But then the film remembers it has a story to tell. It soon becomes clear that the merchandise in question is a gun, which 'D' has stolen from the estate's number one drugs baron, Hoodwink. This is, of course, a man who makes Begbie from Trainspotting look like Brian Sewell and Serkis's performance, while scarily entertaining, is not one of subtly-shaded nuance. His opening appearance, padding down the corridor of his flat stark naked (except for a parlour's worth of tattoos) to ritually shave his head then plunge his face into a sink full of ice-cold water with a cathartic scream, sets the tone. His bull-necked, Buddhist-chanting, Ulster-accented fruit loop dominates the film from here on in - which means, alas, that it too ends up seriously unbalanced. As soon as he realises the gun's missing he's off on a machete-wielding, wall-punching rampage, despite his pregnant girlfriend's exhortations to "find your focus". And what could have been an intriguing two-hander about a collision (the original title of Leyton's play) between two characters with entirely different backgrounds and personalities becomes a sub-Shallow Grave 'nightmare journey'; thum-thump music in the background, swearing and smashed heads very much in the foreground.
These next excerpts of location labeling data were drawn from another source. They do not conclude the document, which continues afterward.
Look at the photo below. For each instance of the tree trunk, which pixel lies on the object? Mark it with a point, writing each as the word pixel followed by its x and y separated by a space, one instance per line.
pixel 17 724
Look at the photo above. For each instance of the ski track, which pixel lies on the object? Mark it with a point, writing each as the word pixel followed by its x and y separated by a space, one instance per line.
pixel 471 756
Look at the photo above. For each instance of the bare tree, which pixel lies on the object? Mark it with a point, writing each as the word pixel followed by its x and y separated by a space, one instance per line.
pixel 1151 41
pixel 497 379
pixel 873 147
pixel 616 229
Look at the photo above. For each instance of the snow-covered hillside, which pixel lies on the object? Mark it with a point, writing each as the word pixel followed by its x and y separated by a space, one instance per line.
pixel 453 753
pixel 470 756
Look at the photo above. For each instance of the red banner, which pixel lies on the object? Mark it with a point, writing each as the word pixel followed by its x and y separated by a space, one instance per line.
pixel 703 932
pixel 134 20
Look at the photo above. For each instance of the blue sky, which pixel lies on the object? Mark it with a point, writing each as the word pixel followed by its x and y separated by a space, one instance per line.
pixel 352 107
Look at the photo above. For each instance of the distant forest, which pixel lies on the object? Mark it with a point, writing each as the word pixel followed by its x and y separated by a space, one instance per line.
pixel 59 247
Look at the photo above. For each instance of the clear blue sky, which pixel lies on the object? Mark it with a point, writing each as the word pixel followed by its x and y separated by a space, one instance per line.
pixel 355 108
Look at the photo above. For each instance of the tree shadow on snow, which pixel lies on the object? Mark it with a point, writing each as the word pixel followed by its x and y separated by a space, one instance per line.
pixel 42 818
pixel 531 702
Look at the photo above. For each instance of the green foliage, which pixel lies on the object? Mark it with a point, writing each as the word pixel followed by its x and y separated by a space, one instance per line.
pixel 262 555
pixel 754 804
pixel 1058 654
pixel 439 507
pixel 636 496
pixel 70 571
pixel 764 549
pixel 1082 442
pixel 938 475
Sugarhouse also suffers from a bad case of implausibility. Hoodwink bursts in on 'D' just as Tom is trying to grab the gun from him. Hearing their muffled grunts, then seeing them rolling around on the floor, Hoodwink surmises that 'D' has taken to rent-boying to supplement his income. Appalled by such 'gayboy' activity (and at not getting a cut of the proceeds) he neglects the trouser area when body-searching 'D' for the gun, and so fails to find it.'D' tries to shift the blame onto a trio of mutual friend stoners and, when Hoodwink storms off to find them, tries to persuade Tom to get out while the getting's good. Further complications ensue, and what should have been a tight, tense little tale gets stretched far beyond its natural boundaries. Eventually Hoodwink, realising he's been fooled, returns to confront 'D', and Tom, refusing to leave, resolves to help 'D' break loose form his surroundings. The closing scenes build up a fair head of steam, but this is again dissipated by a talky, stagy (and not entirely unpredictable) finale.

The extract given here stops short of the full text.